With all that cleared up, it’s simply a case of this – how does one create this concoction? Well, dears, you’re going to need some miso soup and some tiramisu. It’s up to you how you approach this, as you can either purchase them in store to save a load of time, or go professional and make the lot yourself. It depends on how much free time you have, really, but we’re always keen to promote the lazy approach.
Thusly, if you buy some store made tiramisu along with some ready-made miso soup you’re in for a treat. All you have to do is chuck the lot into a food blender, blend it for 60 minutes on maximum blend, and return to the product to find the blender smouldering gently due to the colossal strain placed upon it by our latest recipe.
Chuck a bucket of cold water over the lot and stand back as the electrical equipment sparks wildly with fury, which should eventually lead to all the fuses in your home short circuiting. It is now time to eat your product. With the blender tamed, you can tip the contents into a bowl and, voila, you have yourself some tiramiso soup which has been prepared with all the care and affection of a Michelin starred chef.
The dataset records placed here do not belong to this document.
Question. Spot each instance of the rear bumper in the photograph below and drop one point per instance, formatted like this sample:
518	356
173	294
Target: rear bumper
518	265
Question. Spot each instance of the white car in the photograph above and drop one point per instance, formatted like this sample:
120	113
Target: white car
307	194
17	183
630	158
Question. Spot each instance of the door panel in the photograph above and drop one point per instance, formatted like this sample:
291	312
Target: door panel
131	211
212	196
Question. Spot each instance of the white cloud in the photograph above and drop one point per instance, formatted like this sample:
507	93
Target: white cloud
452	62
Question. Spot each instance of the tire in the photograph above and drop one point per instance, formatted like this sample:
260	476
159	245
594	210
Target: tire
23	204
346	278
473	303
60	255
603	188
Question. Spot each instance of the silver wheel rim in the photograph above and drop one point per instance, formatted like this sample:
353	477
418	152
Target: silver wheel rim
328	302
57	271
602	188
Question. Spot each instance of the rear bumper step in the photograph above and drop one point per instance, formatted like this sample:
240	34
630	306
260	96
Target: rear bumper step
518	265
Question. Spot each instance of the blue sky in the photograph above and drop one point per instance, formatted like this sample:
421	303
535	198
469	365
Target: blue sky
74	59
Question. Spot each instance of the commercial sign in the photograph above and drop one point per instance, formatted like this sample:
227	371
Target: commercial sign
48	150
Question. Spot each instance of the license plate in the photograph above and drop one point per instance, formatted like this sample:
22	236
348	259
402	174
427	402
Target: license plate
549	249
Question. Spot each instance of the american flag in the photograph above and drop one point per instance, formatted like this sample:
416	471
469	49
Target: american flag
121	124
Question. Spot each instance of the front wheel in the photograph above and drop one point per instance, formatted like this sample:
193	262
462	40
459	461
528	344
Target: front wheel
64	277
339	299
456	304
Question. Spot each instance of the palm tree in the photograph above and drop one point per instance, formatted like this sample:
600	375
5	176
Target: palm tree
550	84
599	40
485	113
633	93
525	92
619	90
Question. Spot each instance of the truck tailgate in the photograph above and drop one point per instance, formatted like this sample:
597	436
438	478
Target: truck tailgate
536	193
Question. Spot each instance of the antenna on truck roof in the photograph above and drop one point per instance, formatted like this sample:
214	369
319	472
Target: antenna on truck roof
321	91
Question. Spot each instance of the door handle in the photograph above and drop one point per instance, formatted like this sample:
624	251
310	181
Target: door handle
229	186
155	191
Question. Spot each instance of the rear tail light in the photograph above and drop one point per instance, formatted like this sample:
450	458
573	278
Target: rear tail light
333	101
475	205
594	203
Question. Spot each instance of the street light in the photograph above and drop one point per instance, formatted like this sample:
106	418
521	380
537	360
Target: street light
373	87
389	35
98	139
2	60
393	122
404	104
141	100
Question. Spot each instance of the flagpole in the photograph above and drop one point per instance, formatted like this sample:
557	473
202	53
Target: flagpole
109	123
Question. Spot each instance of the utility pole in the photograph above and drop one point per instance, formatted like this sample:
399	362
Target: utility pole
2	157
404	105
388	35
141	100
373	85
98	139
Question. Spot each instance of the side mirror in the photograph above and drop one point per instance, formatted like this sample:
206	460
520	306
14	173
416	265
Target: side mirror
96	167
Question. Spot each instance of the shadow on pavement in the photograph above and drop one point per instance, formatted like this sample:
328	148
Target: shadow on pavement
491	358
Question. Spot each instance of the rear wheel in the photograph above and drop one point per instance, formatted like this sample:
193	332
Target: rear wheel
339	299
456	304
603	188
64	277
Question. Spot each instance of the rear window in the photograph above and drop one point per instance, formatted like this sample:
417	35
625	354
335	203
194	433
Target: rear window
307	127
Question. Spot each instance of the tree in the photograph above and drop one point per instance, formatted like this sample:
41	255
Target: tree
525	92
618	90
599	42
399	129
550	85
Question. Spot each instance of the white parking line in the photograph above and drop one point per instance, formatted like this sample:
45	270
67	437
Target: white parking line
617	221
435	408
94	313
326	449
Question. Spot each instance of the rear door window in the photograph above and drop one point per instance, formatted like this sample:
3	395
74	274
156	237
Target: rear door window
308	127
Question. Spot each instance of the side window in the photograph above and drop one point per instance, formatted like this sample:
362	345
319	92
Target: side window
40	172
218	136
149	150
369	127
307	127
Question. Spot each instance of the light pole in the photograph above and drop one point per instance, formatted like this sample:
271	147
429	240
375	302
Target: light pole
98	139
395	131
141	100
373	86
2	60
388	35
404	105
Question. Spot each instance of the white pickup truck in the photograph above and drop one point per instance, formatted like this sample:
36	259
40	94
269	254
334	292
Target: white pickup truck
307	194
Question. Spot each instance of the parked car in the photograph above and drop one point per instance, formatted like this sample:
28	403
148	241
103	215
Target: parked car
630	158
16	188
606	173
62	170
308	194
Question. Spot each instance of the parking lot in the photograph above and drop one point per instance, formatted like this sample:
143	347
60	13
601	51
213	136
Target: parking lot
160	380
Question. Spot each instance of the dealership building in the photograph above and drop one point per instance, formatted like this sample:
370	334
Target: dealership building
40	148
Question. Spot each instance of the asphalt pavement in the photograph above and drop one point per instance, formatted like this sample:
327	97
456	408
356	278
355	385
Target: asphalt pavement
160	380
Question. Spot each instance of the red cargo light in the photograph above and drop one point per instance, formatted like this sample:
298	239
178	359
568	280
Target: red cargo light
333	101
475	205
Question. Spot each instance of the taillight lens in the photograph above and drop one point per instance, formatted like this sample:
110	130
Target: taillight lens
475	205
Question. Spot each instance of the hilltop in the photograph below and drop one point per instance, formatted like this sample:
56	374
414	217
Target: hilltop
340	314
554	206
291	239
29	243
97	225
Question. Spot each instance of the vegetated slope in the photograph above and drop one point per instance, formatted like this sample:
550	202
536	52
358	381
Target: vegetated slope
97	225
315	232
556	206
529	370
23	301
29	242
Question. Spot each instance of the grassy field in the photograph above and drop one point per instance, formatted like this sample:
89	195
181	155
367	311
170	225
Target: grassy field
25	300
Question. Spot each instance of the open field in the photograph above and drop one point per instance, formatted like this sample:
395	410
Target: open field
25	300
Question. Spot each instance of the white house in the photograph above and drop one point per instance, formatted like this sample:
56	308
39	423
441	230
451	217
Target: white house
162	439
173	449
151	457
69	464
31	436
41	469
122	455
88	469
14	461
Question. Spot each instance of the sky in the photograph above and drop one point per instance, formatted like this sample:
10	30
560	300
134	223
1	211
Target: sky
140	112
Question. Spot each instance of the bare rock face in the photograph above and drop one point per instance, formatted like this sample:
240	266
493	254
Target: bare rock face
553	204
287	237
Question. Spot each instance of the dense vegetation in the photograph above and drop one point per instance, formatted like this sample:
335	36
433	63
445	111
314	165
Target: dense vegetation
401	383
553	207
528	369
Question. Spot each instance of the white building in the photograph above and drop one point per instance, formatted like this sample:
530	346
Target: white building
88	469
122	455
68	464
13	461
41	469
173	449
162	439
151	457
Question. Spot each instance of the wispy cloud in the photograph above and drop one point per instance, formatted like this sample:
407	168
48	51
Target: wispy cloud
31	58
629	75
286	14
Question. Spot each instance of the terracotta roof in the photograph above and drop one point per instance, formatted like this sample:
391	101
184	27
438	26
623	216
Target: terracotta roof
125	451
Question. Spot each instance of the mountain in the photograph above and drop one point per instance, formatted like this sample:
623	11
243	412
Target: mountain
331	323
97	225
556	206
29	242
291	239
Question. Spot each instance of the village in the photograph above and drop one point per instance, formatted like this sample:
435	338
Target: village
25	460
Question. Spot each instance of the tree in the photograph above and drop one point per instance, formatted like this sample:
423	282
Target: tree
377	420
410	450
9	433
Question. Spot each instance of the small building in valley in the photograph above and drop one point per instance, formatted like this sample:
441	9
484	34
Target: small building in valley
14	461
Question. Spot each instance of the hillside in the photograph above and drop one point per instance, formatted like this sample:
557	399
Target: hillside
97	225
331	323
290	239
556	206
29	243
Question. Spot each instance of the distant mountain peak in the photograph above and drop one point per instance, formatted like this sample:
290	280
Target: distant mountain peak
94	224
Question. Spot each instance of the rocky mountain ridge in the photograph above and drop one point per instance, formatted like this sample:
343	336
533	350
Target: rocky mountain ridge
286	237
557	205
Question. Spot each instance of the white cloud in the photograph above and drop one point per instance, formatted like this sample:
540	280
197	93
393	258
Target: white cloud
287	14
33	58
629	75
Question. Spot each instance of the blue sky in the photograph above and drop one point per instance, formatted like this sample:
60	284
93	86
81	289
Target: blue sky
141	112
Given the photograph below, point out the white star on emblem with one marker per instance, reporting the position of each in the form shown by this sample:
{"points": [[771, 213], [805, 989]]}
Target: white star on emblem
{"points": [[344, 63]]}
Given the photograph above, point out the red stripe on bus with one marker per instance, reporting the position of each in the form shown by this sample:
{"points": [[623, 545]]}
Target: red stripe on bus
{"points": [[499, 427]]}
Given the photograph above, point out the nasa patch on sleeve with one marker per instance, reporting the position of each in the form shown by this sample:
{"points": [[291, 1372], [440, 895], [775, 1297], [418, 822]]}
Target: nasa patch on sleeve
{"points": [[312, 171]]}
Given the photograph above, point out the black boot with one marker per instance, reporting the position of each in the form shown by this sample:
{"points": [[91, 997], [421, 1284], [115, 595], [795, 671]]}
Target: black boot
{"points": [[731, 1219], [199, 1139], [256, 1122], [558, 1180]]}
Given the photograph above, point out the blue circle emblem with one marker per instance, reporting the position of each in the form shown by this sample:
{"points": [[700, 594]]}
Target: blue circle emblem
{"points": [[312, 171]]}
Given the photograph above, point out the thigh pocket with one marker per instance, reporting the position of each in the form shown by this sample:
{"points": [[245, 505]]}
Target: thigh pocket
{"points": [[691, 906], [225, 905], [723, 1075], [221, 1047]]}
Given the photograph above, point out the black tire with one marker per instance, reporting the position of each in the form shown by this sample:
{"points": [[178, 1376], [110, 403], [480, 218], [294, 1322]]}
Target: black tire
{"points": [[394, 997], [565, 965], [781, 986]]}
If tiramiso soup isn’t for you, then tiramisu soap is your next best bet. This stuff keeps you clean and, unlike most soaps, you can eat it as well (although it’ll still make you barf as, you know, it’s soap – it just has that enticing tiramisu smell we all know and love). It can’t, however, be turned into soup… unless you melt several bars of it down into a liquid and consume it like a soup, with tiramisu dippers… Jesus, we’re hungry now.
Anyway, with tiramisu soap, you can happily bathe in a tiramisu soup bath whilst dining on the soup and splashing about quite merrily with cleansing tiramisu soap. This would be an incredibly upmarket thing to do, we suppose, but then Professional Moron is a really, really upmarket site, so why not? It’d be tiramisuendous (tremendous)!